Polish Chicken Meatballs2014-03-20
- Servings : 6
- Prep Time : 15m
- Cook Time : 30m
- Ready In : 0m
A very traditional polish meatball made from chicken. The Eastern European meatballs are absolutely my favorite!
1 lb ground chicken breast
1 large carrot, finely grated
2 small onions, finely grated
5 garlic cloves, minced
1/2 cup Panko breadcrumbs
1 cup peas, thawed
2 tbsp olive oil
3 tsp sweet paprika
1/2 tsp cinnamon
1/2 tsp allspice
1/4 tsp nutmeg
2 chicken bouillon cubes
2 cups fat free chicken broth
2 tbsp fresh flat-leaf parsley, minced, plus more for garnish
Salt and pepper to taste
1) In a large bowl, combine the ground chicken, carrot, 1 onion, 3 garlic cloves, egg, Panko, 1 tsp paprika, cinnamon, nutmeg, allspice, 2 tbsp parsley, and salt & pepper. Mix with hands until well combined.
With hands, form meat into about 24 balls, and then slightly flatten. Place on a platter, cover and refrigerate for at least 1 hour.
2) Heat 1 tbsp oil in a large nonstick skillet, over medium high heat. Cook the meatball patties in the pan, covered with a lid, until browned, for about 4 minutes on each side. You may need to work in batches to avoid overcrowding the pan. Add the remaining olive oil as needed for each batch.
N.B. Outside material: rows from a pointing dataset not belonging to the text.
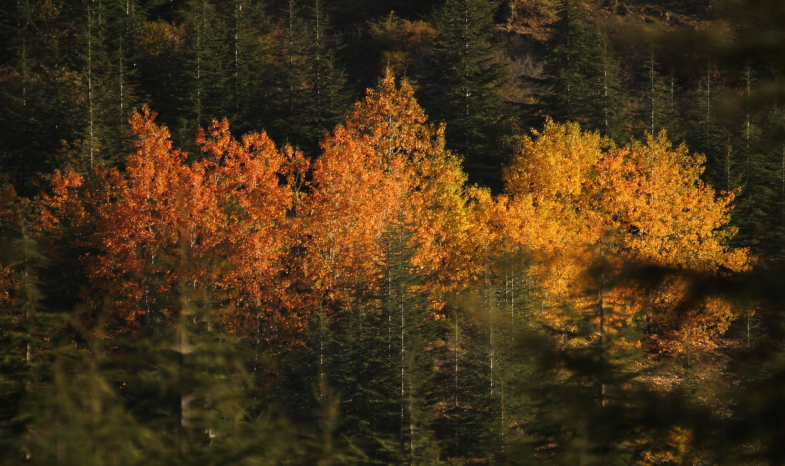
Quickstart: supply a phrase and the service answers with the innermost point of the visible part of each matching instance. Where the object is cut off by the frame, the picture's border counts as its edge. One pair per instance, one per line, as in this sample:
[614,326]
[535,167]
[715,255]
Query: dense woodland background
[392,232]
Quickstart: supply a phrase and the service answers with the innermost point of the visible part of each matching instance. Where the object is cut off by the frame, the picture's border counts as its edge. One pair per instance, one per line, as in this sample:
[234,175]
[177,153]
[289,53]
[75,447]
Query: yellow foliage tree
[583,208]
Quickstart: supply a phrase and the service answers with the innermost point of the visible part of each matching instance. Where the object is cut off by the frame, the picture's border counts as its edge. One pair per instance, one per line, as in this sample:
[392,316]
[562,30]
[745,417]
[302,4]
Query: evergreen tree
[309,85]
[707,134]
[657,109]
[582,75]
[463,87]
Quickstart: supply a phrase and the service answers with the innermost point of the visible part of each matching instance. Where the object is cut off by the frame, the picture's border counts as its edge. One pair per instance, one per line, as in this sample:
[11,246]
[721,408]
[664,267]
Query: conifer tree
[656,108]
[309,85]
[463,87]
[581,78]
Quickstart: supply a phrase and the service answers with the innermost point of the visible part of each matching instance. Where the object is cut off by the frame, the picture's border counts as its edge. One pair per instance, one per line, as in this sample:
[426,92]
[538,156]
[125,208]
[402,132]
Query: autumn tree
[573,189]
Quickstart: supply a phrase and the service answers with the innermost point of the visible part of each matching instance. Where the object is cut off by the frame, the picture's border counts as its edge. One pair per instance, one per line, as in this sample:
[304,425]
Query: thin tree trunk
[90,79]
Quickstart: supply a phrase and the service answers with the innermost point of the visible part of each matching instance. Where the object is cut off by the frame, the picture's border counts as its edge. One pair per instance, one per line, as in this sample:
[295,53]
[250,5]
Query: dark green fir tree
[464,87]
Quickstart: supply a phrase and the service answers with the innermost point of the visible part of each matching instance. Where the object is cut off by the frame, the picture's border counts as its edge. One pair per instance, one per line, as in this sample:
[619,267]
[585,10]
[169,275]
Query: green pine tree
[463,87]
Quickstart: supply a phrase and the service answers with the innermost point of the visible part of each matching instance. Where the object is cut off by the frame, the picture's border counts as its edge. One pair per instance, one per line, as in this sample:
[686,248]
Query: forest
[388,232]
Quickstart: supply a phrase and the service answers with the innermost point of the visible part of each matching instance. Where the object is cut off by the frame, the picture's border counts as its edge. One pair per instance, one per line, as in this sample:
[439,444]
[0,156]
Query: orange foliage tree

3) Once meatball patties are cooked, transfer to a plate and set aside.
4) Now add in the remaining onion and garlic to the same skillet, and cook until onions are soft and translucent (about 3 minutes), scraping up any browned bits from the bottom of the pan while you cook.
5) Add in stock and bouillon and bring to a simmer.
6) Stir in remaining paprika, and season with salt & pepper as desired.
7) Now turn the heat down to medium low, and return the chicken patties to the pan. Cover and cook for an additional 15 minutes. Add in the peas, and cook for another 5 minutes or until the peas are heated through.
8) Garnish with fresh parsley and serve.